On June 3, 1947, All India Radio broadcast the live address of Quaid-i-Azam Mohammed Ali Jinnah on the British government plan, or the Mountbatten Plan as it was also known, for the Partition of India.
We listened to the speech in Simla (now Shimla) where we were with our parents and where senior officials of the central government moved from Delhi every summer.
We had followed the comings and goings of political leaders in Simla for meetings with the Viceroy, Lord Mountbatten, at the Viceroy House in Simla.
Our favourite memory is of an immaculately dressed Jinnah, wearing a top hat, arriving on occasions for meetings in a rickshaw pushed by four men, which the steep ups-and-downs of Simla roads made necessary.

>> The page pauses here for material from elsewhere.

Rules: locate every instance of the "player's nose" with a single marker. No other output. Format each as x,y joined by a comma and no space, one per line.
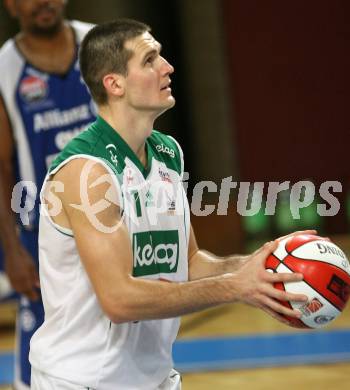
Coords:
167,67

The speech left us euphoric.
However, while there was enormous passion and fervour for a Muslim homeland, mass migration of Muslims from India to the new state was not, until then, the focus, nor foreseen.
The Muslim demand for Pakistan was not founded on threat to their religion, Islam, in independent India with a decisive Hindu majority. It was founded on the veracity of biases and unfairness towards Muslims.
This foreboding was an outcome of the experience of 1937 when the Congress won the 1936/7 provincial elections held under the Government of India Act 1935 in 8 out of 11 provinces — the exceptions being Sind, Punjab and NWFP — and formed governments in these which it could retain for less than two years or until the start of WW2 in 1939.
The Muslim demand for Pakistan was not founded on threat to their religion, but on the veracity of biases and unfairness towards Muslims
During the short tenure of the Congress provincial governments, while there was no hindrance or interference with Muslims practicing their religion, or with azans and prayers in mosques and Muslims marking their festivals, nor with Muslim personal and family laws, there was a strong and distinct bias against Muslims in business, in services, in admissions to schools, in courts, in public affairs and other dealings.
When the time came, the All India Congress — to which many Muslims also belonged — showed itself to be in essence a Hindu Congress. Muslims resented being discriminated for their Muslimness rather than being assimilated as Indians. East Pakistan breaking away was for much the same reasons with East Pakistanis resenting being discriminated as Bengalis rather than being assimilated as Pakistanis.
Along with all this, riots broke out in Calcutta in August 1946 and, in the same year in October, the Hindus went on rampage in Bihar against the minority Muslims who suffered heavily.
Retaliatory riots against Hindus followed in Noakhali in East Bengal. Despite all this, there remained a feeling, specially among Muslims, that with India largely Hindu and Pakistan largely Muslim, a balance would keep both communities from being discriminated in either country.
With time, it was hoped, a manifest geniality would come to prevail with free movement of people and living and work options, much as in the European Union today.
The Partition was seen as means to enable two diverse communities to live as good neighbours if they could not live together.
Soon after the June 3, 1947 announcement of the Partition, we cut short the holiday and headed back to Delhi where our father was with the Department of External Affairs and Commonwealth Relations.
An interim government made up mainly of Congress and some Muslim League ministers was in place since September 1946 under Viceroy Lord Mountbatten, and remained so till Aug 15, 1947. Nehru was the incumbent minister of our father’s department while Liaquat Ali Khan was the finance minister.
One day, soon after our return the secretary of the department, a highly regarded and apolitical Hindu officer, walked into our father’s office holding a paper and said,
‘I think you would be better off opting for Pakistan; it is not going to be as we thought.’
He said he had included my father’s name on the list of three officers for a meeting in London; the list came back with a line across my father’s name and a Hindu officer’s name, who was not connected with the agenda for the meeting, added in Nehru’s hand.
He said it had happened for the second time, he showed the paper with the tell-tale scratch. With a single stroke of the pen Nehru had vindicated Partition.
The next day, the arrangements for our move to Pakistan were completed, and we took one of the special trains from Delhi for Karachi August 8, 1947 with government personnel and their families who had opted for service in Pakistan.
Explore: Eyewitness accounts from 1947
It turned out that we left in good time because, soon, violent riots broke out in the Punjab and other areas. September 1947 was a particularly gruesome month for Muslims in Delhi, with many thousands taking refuge in the Purana Qila, or the old fort, to save themselves from the murderous and marauding Hindu and Sikh mobs attacking Muslim areas and homes.
The Muslim demand for Partition, or Pakistan, had to overcome strong opposition and testing hurdles, including from within Muslim ranks.
The Muslim religious leaders opposed Pakistan to the very end as, in their view, the demand was not for a theocratic state. The oppressive and exploitive landlords who also formed the political leadership of the biggest Muslim majority province in the west, Punjab, opposed Pakistan as they felt threatened it would change the status quo, to retain which they had formed the Unionist party.
In the exclusive Muslim province in the north west, NWFP, political power and the government belonged to the Khudai Khidmatgars — the party of strongly pro-Congress and Nehru supporters, the Khan Brothers.